Al llegar a la mesa, uno de mis amigos más queridos —a quien apodamos “El Agonías” porque siempre se queja de algo y hay que rogarle para todo— me suelta, sin filtro:
—Nada de chistes de Pepito, ¿eh?
No supe si hablaba del de los chistes o del de los cuentos… porque uno es puro ingenio, y el otro, puro trámite. Así que decidí no tentar al destino y mejor les conté algo no menos curioso, pero más profundo que los cuentos de Pepito: una historia de ficción con tintes tan reales que dan miedo.
Les hablé de Don David Sala de Aylsa, un personaje que, con modales de buen vecino, está logrando quitarle la chamba a los viene-viene. ¿Cómo? Pintando rayas en la calle, colocando reflejantes y lanzando una aplicación llamada “Parkilana”, operada por un grupo conocido en el argot político como “La Yunta”—no porque siembren, sino porque jalan… pero lana.
La idea, según ellos, es acabar con los gandallas que se sienten dueños del espacio público y dejan el coche estacionado ¡hasta por 12 horas! Como diría mi tía Lore:
—¡Ay, pero qué barbaridad!
La promesa es tentadora: tres horas gratis, claro, si estás bien estacionado. Después, diez bolívares por cada hora extra. Lo interesante (y lo sospechoso) viene con las multas: uso discrecional, no contempladas en la ley de ingresos y supuestamente, destinadas a contratar más policías. Suena a chiste, pero es anécdota.
Mientras lo contaba, los de la mesa me veían como si estuviera narrando un capítulo inédito de Black Mirror versión “última transformación.” Incluso “El Agonías” se animó a comentar:
—¿Y en qué estado, municipio o país permitirían eso? No creo que exista sociedad tan… ¿cómo decirlo? ¿convenientemente ingenua?
Y “El Dálmata” (así le decimos porque sus manchas no son más que cicatrices de guerra), remató:
—Eso te lo estás inventando. Ningún gobierno sería tan rapaz, ni la gente tan cívicamente dormida como para permitir algo así.
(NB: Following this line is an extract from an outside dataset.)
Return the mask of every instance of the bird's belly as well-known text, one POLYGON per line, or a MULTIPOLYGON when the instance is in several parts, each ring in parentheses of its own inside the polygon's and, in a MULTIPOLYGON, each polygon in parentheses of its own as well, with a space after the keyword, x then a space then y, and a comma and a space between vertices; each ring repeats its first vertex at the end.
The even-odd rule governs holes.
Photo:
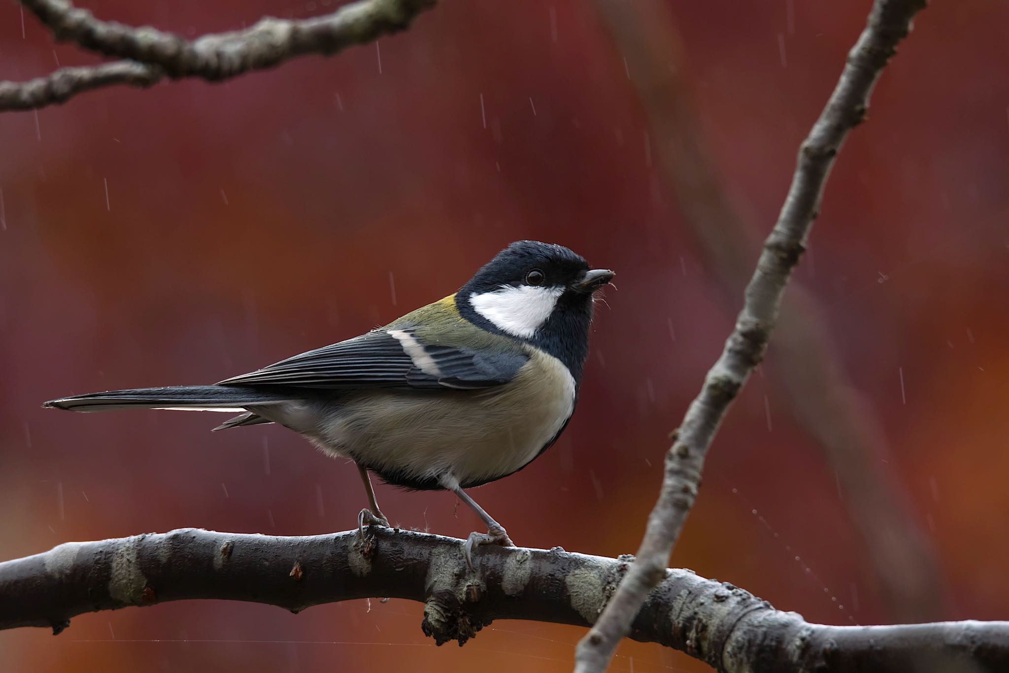
POLYGON ((405 486, 436 488, 443 476, 463 486, 507 476, 535 458, 574 410, 567 368, 538 357, 537 367, 486 391, 385 390, 345 402, 318 439, 325 450, 405 486))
Yo solo levanté mi vaso, les sonreí y respondí:
—Claro que me lo inventé… ¿a poco a las cantinas se viene a hablar en serio?
—¡Salud! —gritaron todos, y yo brindé con gusto mientras pensaba:
Pero si la culpa no la tiene el indio… sino el que lo hace compadre.
¿Será que Pepito tiene compadres?
¿El de los chistes? ¡No! ¡El de los cuentos!